J.M. Robertson by Odin Dekkers

J.M. Robertson by Odin Dekkers

Author:Odin Dekkers [Dekkers, Odin]
Language: eng
Format: epub
Tags: Social Science, General, Sociology
ISBN: 9780429836596
Google: Gy1zDwAAQBAJ
Publisher: Routledge
Published: 2018-10-26T03:43:28+00:00


ETCM and NETCM: Consistency of Appreciation

If we for the moment follow Robertson in assuming the validity of a scientific form of criticism that takes the subjectivity of judgment into full account, the question remains as to what form such a criticism should take. Robertson's answer first of all seems to depend very much on the individual critic's capacity for logical reasoning:

On the instant, there can be little question, each critic must fight for his own hand, giving his reasons for the faith that is in him; and that faith and these reasons will become part of the stream of tendency, either making or not making an effective eddy, telling on the banks. Here our problem becomes part of the general problem of history, and is no more and no less soluble than that. The science of criticism goes no further; but science in criticism remains to every critic who cares to methodically question his own consistency; and the practical question comes to be whether or not, in a given case, he can not only offer an estimate of a performance which shall be broadly congruous with a considerable body of instructed opinion, but give a persuasive explanation of such differences of instructed opinion as leave many cultured people perplexed. [ETCM 93]

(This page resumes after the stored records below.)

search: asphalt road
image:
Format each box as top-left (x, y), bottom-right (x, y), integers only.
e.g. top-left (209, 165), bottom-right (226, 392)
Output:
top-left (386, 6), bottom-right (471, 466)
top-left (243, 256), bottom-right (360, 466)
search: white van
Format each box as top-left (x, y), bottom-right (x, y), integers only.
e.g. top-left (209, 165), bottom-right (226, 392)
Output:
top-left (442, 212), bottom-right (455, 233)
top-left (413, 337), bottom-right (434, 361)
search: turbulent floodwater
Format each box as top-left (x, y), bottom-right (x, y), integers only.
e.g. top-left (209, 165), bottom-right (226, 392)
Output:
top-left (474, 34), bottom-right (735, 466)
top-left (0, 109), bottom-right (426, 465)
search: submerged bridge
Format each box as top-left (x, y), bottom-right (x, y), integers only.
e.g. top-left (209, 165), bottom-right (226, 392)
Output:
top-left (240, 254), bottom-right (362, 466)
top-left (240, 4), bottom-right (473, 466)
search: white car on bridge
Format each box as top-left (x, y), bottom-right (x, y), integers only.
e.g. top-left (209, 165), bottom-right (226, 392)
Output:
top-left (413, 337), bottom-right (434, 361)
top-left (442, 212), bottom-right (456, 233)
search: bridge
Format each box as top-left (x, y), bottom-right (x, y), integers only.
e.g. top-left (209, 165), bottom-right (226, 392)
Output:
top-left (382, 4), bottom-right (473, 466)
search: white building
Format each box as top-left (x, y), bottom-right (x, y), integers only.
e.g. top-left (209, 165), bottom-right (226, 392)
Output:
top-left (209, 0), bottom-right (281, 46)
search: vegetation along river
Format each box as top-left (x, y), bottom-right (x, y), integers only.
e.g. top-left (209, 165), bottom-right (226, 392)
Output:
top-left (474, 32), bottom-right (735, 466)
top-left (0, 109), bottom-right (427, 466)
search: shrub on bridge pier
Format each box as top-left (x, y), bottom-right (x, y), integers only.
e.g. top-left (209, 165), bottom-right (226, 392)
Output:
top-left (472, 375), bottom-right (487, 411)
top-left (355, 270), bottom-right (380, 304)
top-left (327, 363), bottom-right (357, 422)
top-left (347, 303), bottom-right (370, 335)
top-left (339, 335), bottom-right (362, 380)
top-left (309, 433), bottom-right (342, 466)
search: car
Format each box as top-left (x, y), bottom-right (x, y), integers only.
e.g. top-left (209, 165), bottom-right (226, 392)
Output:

The operative word here is once again 'consistency', the importance of which is relentlessly driven home to the reader:

A man who refuses to accept the test of consistency as a criterion of truth is either confused by words or confused in the very faculty of judgment. In the former case he is a doubtful subject for enlightenment: in the latter, he is impossible. He may keep out of legal trouble; he may even be the most amiable of men; but he is not to be argued with. [NETCM 12]

It is therefore not surprising that Robertson finally sums up his conception of critical science as 'the science of consistency in appreciation'. [NETCM 17]

What he means by this in more practical terms becomes apparent when we look at a number of pages he devotes in ETCM to a symposium which was run in the Fortnightly Review from August to November 1887. Prominent readers were requested by the editor to submit their favourite literary passages to the periodical, and Robertson finds much to quarrel with their choices. When Thomas Hardy selects three stanzas of Byron, Robertson is quick to comment that 'the students of poetry are surely quick to agree that these verses are much too lacking in fluidity of movement to be credited with excellence.' [ETCM 97-98] Similarly, George Meredith is rebuked for choosing a passage from Villette, while in Robertson's view 'there would probably be general agreement in a literary committee that perfection is there missed by reason of stress and spasm of expression.' [ETCM 102] Overall, Robertson displays remarkable confidence in the possibility of reaching a more or less general consensus on which literary works (or even fragments of such works) might survive the test of time, as long as the laws of consistency are meticulously observed.